Shanghai Police Chief Inspector Chen Cao is assigned by a party bigwig to investigate a young woman named Jiao, granddaughter of a famous actress with whom Mao supposedly conducted a dalliance in the 1930s. While having no visible means of support, Jiao's been living a bit too comfortably, and party officials suspect she may possess some heirloom or artifact whose exposure might tarnish Mao's reputation. So Chen, a scholar of classic poetry as well as a decent cop who commands the loyalty of his subordinates, investigates the tragic backgrounds of three generations of Shanghainese women, and several murders, while performing his balancing act on a political tightrope.

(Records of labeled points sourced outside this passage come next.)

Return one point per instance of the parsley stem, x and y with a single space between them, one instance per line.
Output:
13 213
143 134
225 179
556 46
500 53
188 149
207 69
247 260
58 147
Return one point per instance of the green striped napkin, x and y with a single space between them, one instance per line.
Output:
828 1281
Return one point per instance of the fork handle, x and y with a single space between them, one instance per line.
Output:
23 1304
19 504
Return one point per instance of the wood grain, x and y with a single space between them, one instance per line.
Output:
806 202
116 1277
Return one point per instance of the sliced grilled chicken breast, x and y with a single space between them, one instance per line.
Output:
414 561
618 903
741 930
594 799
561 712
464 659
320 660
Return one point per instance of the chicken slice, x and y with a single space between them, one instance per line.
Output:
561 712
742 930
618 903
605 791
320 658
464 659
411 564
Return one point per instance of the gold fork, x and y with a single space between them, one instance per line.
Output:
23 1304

Using poetic metaphors Qiu artfully intertwines past and present so as to place Mao's womanizing within the historical context. When flawed romances caused dynasties to totter, as they often did, China's literati typically adopted the Sampson-and-Delilah analogy, blaming the women as the seductresses rather than condemning the "heroes" who seduced them.

While the killer is apprehended, the motive for his crimes seems a bit implausible — unless the reader is willing to accept that the book's conclusion is intended as allegorical. Dedicated to "Mao's victims," Qiu's latest casts a harsh new light on Mao, using the facet of his callous attitudes toward the women in his life to underscore his ruthlessness and disregard for human life in general.